Um dos municípios mais afetados é Campos Novos, no Meio-Oeste catarinense, onde as perdas já ultrapassam R$ 47 milhões. Levantamento da prefeitura aponta que cerca de 5,5 mil hectares de lavouras foram prejudicados, principalmente nas culturas de soja, milho e feijão. Além disso, aproximadamente 7 mil hectares de áreas utilizadas para pastagem e produção de silagem também sofreram impactos devido à escassez de água.

Na Serra catarinense, o município de Campo Belo do Sul estima prejuízos de aproximadamente R$ 45 milhões. Segundo dados locais, a produção de milho teve queda de 37%, o feijão registrou redução de 40% e a soja, cultivada em cerca de 14 mil hectares, apresentou perdas de até 50%.

De acordo com o prefeito Célio Pereira, o município passou praticamente todo o período entre 6 de janeiro e o final de fevereiro sem chuvas significativas, situação que comprometeu seriamente as lavouras e afetou produtores rurais da região. Em algumas comunidades do interior, inclusive, foi necessário recorrer ao abastecimento de água por meio de caminhões-pipa.

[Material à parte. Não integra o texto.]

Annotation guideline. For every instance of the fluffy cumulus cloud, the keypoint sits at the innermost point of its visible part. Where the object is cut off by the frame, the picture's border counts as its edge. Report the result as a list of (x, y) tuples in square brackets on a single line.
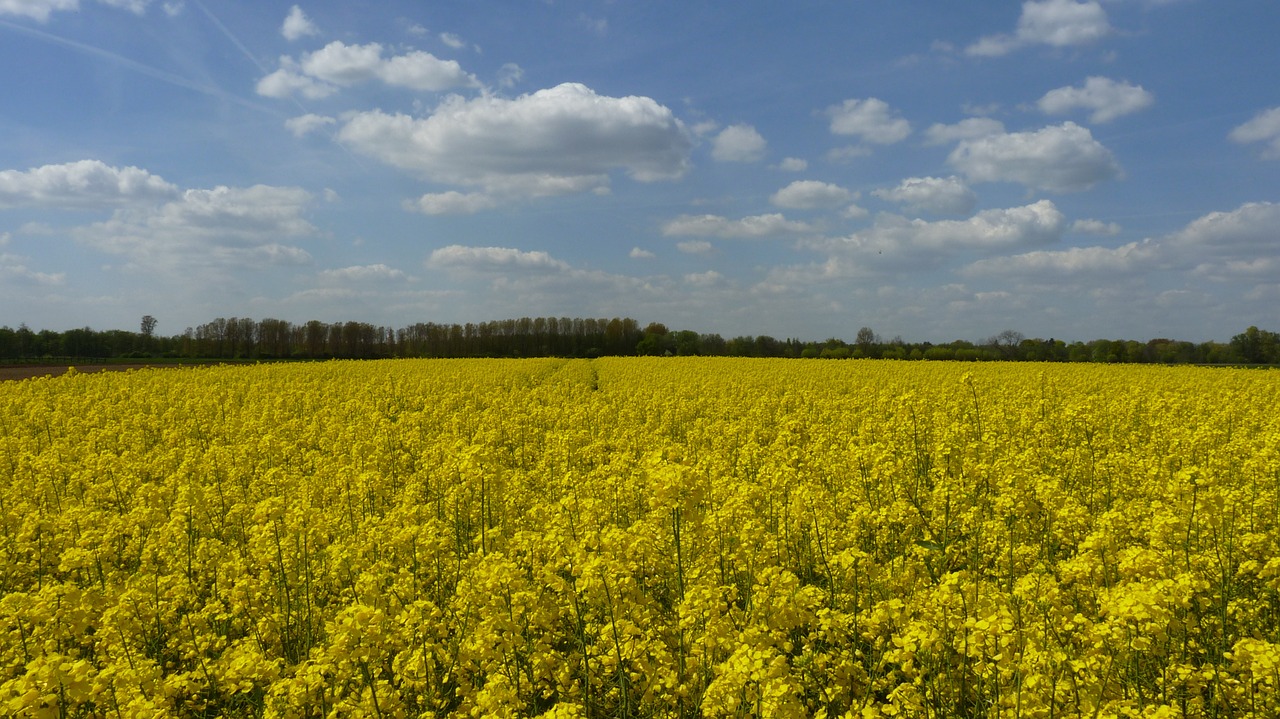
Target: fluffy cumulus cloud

Outros municípios também registram prejuízos expressivos. Em Anita Garibaldi, as perdas são estimadas em cerca de R$ 25 milhões, com destaque para a cultura do milho, que teve aproximadamente 60% da produção comprometida. Já em Cerro Negro, o feijão foi uma das culturas mais afetadas, com redução de cerca de 50% na produção e prejuízo total estimado em R$ 30 milhões.

A estiagem também levou a prefeitura de Capão Alto a decretar situação de emergência. Até o final de fevereiro, os danos na agropecuária ultrapassavam R$ 21 milhões, atingindo lavouras de soja, milho, feijão e abóbora moranga, além da pecuária leiteira. O abastecimento de água também sofreu impactos na região.

As administrações municipais seguem monitorando a situação e aguardam a análise dos decretos pelo governo estadual para que possam acessar recursos e medidas de apoio aos produtores afetados pela estiagem.